Not an unusual start, certainly not for the generation who
had withstood the Great Depression of the 1930s and fought the devils in World
War II. However, Kenneth, dear sweet Kenneth, might have been a great Marine,
and might too have been a great coalminer down where he came from in
Prestonsburg down in coal country Harlan and Hazard, Kentucky before he joined
up to fight but he had no skills, no serious money skills that could be used
around Boston. So they had lived in that run- down apartment for many years
even after the three boys had outgrown the place. Kenny’s work history, last
hired usually, first fired always meant too that Delores had to work, not work
in her skilled profession but mother’s hours (really any hours she could get,
including nights) at Mister Dee’s Donut Shop filling jelly donuts and other
assorted menial tasks. And that was that for a number of years.

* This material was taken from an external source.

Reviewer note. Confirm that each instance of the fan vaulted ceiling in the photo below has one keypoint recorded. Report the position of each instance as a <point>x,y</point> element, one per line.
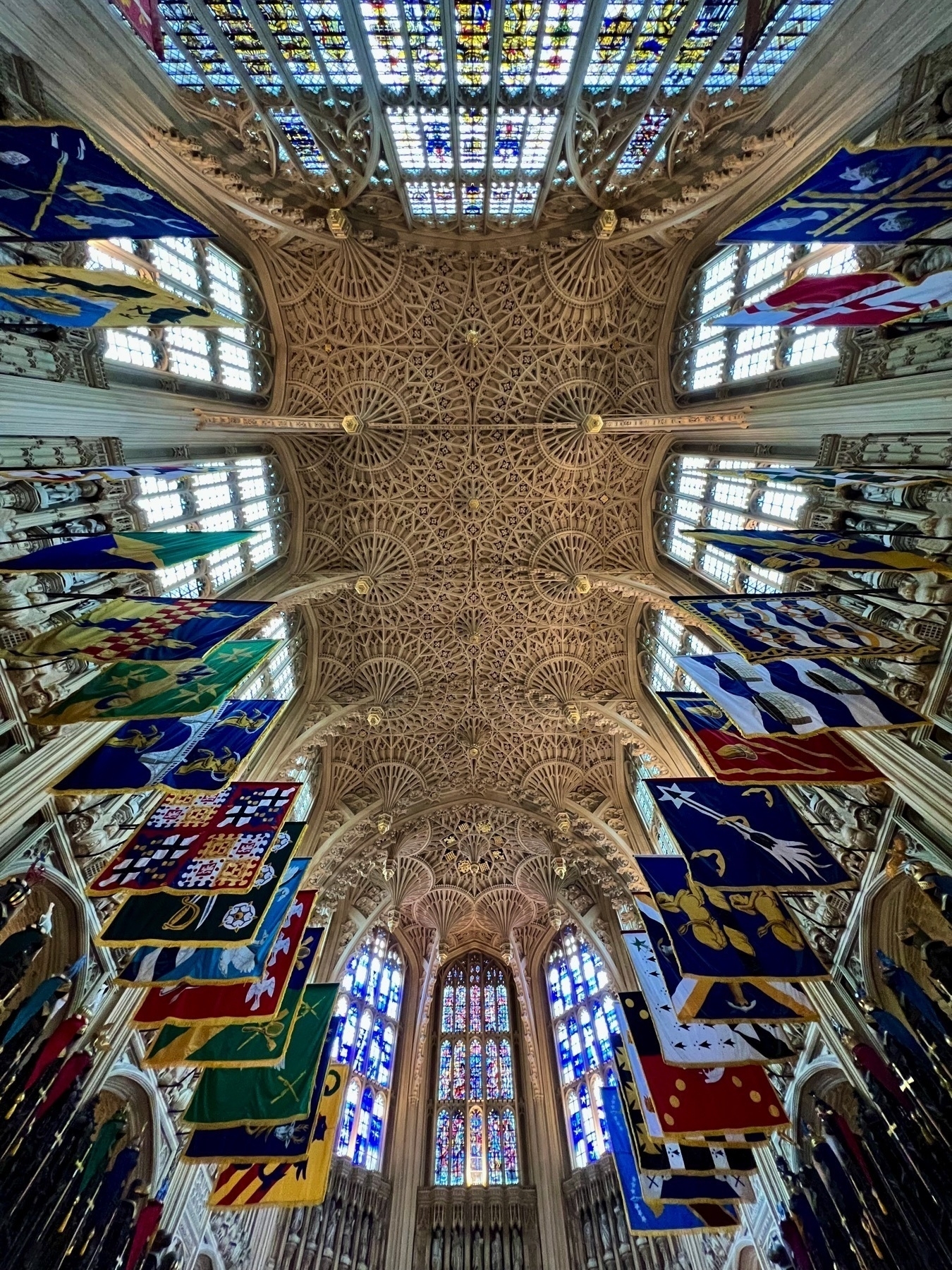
<point>474,114</point>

For a while in the late 1950s Kenny had a steady job, with
good pay, and with her filling donuts (the poor kids had many a snack, too
many, of day-old left over donuts she would bring home), they were able to
purchase a small shack of a house on the wrong side of the tracks, though at
least a house of their own. Not a ranch house with a manicured lawn like Betty’s
women were complaining of, but a bungalow with a postage stamp- sized lawn
filled when they arrived with the flotsam and jetsam of a million years’ worth
of junk left by the previous owners. Something out of a Walker Evans photograph
like ones she would see in Life magazine
now that Jack Kennedy was doing something for her husband’s kindred down in
Appalachia. A place with no hook-up for
a washing machine and dryer so she had to every week or so trudge down to the
local Laundromat to do the family washing. A place with just enough room to fit
a table in the kitchen if the kids ate in shifts. A place where, well why go on
she thought, those were the breaks and while things had been tough, money
tight, other kids making fun of her kids when they were younger and having
fights over it, those three boy starting to get old enough to get in some
trouble, or close to it, she had her man, she had her stalwart Kenny who never
complained about his lack of breaks. Still, still Delores dreamed, wistful
dreamed that she had had a few things those women were getting all hot and
bothered about being stuck with…
And hence this Women’s History Month commemoration.